Breaking News of The Day: Clinton looks to bounce back with Kentucky win

Hillary Clinton
Hillary Clinton hopes to avoid another round of primary defeats that, while doing little to diminish her delegate lead over Bernie Sanders, magnify her difficulty in unifying the Democratic Party.
Primaries in Oregon and Kentucky, which vote on Tuesday, could extend her losses after the Vermont senator carried Indiana and West Virginia earlier this month.

While Sanders is expected to win in Oregon, the Clinton campaign sees an opportunity in Kentucky, a state she carried easily in her primary campaign eight years ago.
Throughout the campaign, Clinton has struggled with working-class, white voters, however, particularly in communities hit hard by manufacturing job losses in the Rust Belt. It’s a group that's also boosting Republican Donald Trump’s candidacy.

Over the weekend, Clinton made several stops in Kentucky, including drop-ins at churches, and she continued her busy schedule on Monday. Despite an earlier decision to shift resources to general election swing states, the campaign is running television ads in the Bluegrass State.
On Monday, Clinton dropped by a smoke-filled diner in Paducah. “I want to help bring back the kind of economy that worked for everybody in the 1990s,” she told the audience, which included at least one Trump supporter.

Entering Tuesday's contests, Clinton leads Sanders by nearly 300 pledged delegates. When super delegates — elected officials and party leaders free to support either candidate — are factored in, her lead is much larger and brings her to within 150 delegates away of the 2,383 needed to clinch the Democratic nomination, according to the Associated Press. In the final round of state primaries next month, Clinton holds a 10-point lead in California, according to the Real Clear Politics average of polls, where 475 pledged delegates will be at stake.
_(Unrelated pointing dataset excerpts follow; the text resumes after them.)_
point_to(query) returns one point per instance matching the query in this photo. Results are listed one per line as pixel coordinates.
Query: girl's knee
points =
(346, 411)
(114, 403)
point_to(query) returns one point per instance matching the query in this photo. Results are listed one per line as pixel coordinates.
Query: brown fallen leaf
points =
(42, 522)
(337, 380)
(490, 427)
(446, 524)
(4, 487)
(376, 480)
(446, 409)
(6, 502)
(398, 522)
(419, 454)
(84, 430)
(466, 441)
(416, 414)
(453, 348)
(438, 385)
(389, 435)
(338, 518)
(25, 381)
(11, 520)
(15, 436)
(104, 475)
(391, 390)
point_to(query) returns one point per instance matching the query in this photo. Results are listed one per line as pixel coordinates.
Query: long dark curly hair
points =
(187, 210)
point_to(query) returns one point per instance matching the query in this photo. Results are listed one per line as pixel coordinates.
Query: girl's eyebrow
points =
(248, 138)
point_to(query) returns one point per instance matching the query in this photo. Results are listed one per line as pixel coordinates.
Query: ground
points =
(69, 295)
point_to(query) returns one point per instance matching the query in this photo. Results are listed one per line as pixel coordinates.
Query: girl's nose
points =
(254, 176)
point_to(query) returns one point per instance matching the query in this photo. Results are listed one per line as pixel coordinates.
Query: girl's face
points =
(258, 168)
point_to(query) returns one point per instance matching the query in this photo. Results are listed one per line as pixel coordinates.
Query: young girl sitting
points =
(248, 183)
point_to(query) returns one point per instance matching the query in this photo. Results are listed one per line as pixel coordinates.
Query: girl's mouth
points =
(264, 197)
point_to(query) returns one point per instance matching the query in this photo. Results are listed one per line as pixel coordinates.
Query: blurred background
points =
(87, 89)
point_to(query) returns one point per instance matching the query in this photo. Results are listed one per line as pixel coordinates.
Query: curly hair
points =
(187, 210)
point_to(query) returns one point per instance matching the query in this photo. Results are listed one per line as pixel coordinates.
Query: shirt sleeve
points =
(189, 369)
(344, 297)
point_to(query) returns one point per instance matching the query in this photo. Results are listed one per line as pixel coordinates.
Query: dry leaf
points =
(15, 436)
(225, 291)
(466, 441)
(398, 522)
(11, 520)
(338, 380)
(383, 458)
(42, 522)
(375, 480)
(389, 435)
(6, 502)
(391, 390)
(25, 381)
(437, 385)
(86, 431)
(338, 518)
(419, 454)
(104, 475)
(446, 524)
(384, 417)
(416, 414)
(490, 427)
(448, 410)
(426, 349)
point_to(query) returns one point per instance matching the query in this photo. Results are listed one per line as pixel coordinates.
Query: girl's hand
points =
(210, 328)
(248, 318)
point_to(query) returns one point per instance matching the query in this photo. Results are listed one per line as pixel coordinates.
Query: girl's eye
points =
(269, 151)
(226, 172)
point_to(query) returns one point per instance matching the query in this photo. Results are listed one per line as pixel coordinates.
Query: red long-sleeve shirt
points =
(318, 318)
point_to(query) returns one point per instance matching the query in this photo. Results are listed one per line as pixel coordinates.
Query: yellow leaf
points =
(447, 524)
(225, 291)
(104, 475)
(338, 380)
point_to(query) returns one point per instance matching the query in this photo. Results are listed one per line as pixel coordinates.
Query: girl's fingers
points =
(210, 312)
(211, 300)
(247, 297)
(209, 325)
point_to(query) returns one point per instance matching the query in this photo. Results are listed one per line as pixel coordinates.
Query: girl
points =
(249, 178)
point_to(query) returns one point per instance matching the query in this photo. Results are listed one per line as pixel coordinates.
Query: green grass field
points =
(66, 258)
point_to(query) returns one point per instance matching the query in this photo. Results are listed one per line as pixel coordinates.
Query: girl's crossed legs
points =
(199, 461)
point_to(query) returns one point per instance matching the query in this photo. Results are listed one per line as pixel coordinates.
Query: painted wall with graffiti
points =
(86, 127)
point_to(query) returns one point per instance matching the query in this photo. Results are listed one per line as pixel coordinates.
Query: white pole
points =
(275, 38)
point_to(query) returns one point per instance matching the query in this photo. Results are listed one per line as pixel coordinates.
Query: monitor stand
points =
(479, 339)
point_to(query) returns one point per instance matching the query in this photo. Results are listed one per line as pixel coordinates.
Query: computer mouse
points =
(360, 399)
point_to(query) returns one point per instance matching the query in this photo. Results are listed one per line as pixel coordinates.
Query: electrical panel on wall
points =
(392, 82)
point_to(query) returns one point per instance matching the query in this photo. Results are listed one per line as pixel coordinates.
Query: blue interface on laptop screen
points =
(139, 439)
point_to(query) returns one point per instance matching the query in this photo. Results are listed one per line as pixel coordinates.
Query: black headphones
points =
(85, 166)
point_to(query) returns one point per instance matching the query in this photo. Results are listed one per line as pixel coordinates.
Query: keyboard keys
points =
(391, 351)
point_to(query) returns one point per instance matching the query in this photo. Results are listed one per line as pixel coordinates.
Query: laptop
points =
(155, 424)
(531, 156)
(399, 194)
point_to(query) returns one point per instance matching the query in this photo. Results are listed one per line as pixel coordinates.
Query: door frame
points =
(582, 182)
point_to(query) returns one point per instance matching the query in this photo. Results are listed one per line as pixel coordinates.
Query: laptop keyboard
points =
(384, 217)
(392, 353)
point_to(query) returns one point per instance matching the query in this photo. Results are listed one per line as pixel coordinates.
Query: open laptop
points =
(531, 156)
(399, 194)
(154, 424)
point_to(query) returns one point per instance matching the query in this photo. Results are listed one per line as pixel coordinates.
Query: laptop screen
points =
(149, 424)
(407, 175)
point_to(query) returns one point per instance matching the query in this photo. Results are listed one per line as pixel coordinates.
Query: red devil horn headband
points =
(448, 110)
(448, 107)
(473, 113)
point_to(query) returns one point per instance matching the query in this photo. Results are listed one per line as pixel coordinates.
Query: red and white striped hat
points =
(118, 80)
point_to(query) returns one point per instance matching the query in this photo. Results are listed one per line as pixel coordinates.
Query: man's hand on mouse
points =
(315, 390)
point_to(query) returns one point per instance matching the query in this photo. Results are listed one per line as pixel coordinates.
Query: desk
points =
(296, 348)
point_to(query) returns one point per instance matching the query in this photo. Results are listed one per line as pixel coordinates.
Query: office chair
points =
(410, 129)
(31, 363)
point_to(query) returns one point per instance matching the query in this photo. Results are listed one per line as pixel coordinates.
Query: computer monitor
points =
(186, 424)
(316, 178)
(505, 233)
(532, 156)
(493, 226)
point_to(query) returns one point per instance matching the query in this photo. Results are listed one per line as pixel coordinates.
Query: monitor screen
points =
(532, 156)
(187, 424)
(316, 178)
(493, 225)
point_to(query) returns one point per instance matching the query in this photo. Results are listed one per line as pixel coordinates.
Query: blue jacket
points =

Yet Sanders has repeatedly said he’ll fight all the way to the Philadelphia convention in July. And he’s showing he’ll battle for every last delegate, jetting on Monday to Puerto Rico, which holds a caucus on June 5.
Appalachian states, including West Virginia and Kentucky, had been loyal to Clinton, who won there by big margins over then-senator Barack Obama in 2008. Her husband also carried them in his 1992 and 1996 campaigns, and she’s been placing increased emphasis on his role in a possible Hillary Clinton administration, betting that he remains a popular figure in the region.

“I’ve already told my husband that, if I’m so fortunate to be president and he will be the first gentleman, I’ll expect him to go to work,” she told the Kentucky diners Monday.
On Sunday, she said the former president would be “in charge of economic revitalization,” particularly in hard-hit areas like Appalachian coal country. She’s also touting her plan for coal miners, including investments to create new jobs in infrastructure and repurposing mines and protecting miners’ health insurance and retirement programs.

While the outcome of the Kentucky primary won’t matter much in the overall delegate battle between Clinton and Sanders (Democrats award delegates proportionally), it could highlight the challenges ahead for Clinton in a potential match up with Trump. In exit polls of West Virginia, a third of those who voted in the Democratic contest said they planned to back Trump in November.
Part of Clinton's challenge may stem from comments she made at a town hall meeting in Ohio, when the Democratic front-runner said she would "put a lot of coal miners and coal companies out of business." She would later apologize.

Meantime, Clinton now rarely mentions Sanders in her stump speeches, making clear that her chief target is Trump, the presumptive Republican nominee, whom she’s portraying as a “loose cannon.” Separately, the main super PAC supporting her, Priorities USA, is planning to begin $6 million in anti-Trump ads starting on Wednesday.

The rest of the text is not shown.